Com bons amigos que tinha, como Abel Nhancale e Abdul Remane. Ernesto Golize foi recebendo apoio dos seus companheiros. Nhancale, um jovem que acabava de terminar o ensino superior, na área de jornalismo e que já vinha perdendo dinheiro com as tramoias de Golize, conseguiu um emprego numa Organização Não-Governamental (ONG) como oficial de comunicação. Mas dadas as limitações profissionais que tinha, recorria a Golize para o apoiar em troca de uma verba mensal estimada em 10 mil meticais. No entanto, Ernesto roubava o companheiro, tendo extraviado um laptop, telemóvel, discos externos e bens não quantificáveis.
Já Abdul Remane era um amigo batalhador que passou por diferentes pesadelos da vida, mas que havia conseguido colocar os pés no chão, vivendo uma vida familiar e profissional em constante ascensão.
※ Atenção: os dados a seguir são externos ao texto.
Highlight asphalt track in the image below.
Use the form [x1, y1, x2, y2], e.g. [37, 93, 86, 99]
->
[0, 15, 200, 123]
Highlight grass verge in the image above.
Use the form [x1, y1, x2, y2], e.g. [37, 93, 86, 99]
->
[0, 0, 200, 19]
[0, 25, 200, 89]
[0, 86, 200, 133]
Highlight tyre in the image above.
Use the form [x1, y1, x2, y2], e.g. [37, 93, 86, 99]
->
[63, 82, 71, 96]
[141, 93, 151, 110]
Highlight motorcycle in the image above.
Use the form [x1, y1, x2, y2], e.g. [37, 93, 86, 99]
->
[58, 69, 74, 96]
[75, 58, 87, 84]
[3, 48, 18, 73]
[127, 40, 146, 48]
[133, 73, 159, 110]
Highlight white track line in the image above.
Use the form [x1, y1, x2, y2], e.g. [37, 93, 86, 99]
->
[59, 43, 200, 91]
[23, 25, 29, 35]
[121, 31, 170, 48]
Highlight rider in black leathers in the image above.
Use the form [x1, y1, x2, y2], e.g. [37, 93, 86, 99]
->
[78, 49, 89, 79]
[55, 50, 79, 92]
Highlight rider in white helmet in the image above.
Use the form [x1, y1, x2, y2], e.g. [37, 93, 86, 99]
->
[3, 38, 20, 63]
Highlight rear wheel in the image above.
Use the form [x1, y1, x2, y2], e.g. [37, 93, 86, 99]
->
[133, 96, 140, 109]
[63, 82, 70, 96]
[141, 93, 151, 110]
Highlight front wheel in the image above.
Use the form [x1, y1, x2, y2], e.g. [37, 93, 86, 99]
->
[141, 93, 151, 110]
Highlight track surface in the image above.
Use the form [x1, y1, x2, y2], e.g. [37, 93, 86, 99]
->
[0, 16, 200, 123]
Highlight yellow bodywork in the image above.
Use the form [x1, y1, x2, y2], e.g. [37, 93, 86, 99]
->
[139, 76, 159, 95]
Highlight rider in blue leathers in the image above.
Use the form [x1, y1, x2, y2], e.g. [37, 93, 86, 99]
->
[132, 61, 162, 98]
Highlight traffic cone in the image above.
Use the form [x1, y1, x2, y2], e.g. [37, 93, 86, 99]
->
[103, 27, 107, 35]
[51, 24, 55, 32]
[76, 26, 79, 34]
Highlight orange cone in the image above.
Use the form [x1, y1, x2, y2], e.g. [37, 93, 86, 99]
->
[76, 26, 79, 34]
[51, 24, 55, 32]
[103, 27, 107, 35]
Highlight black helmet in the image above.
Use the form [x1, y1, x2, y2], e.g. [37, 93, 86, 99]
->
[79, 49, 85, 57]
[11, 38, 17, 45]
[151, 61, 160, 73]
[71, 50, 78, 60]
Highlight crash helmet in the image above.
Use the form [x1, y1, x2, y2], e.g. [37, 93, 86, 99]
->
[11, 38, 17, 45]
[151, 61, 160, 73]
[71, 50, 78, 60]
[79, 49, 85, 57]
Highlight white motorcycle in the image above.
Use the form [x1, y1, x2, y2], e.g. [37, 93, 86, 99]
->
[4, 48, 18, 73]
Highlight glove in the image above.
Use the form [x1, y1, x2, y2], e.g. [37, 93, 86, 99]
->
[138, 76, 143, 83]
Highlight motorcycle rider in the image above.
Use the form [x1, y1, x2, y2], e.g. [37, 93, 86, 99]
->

A amizade deles era de constante ajuda – haviam se conhecido em tempos de militância política. Abdul Remane pretendia tirar da lama Ernesto Golize. Convidou-o para um projecto. Combinaram os valores mensais. Remane disponibilizou-lhe um laptop como material de trabalho. Entretanto, em vez de usar o mesmo para o trabalho, Golize vendeu o material.
As burlas de Golize são tantas que teve que se afastar da vida pública e do activismo social nas redes sociais, para além de ter trocado os contactos telefónicos. Ernesto Golize ainda continua num sono profundo – vivendo o pesadelo!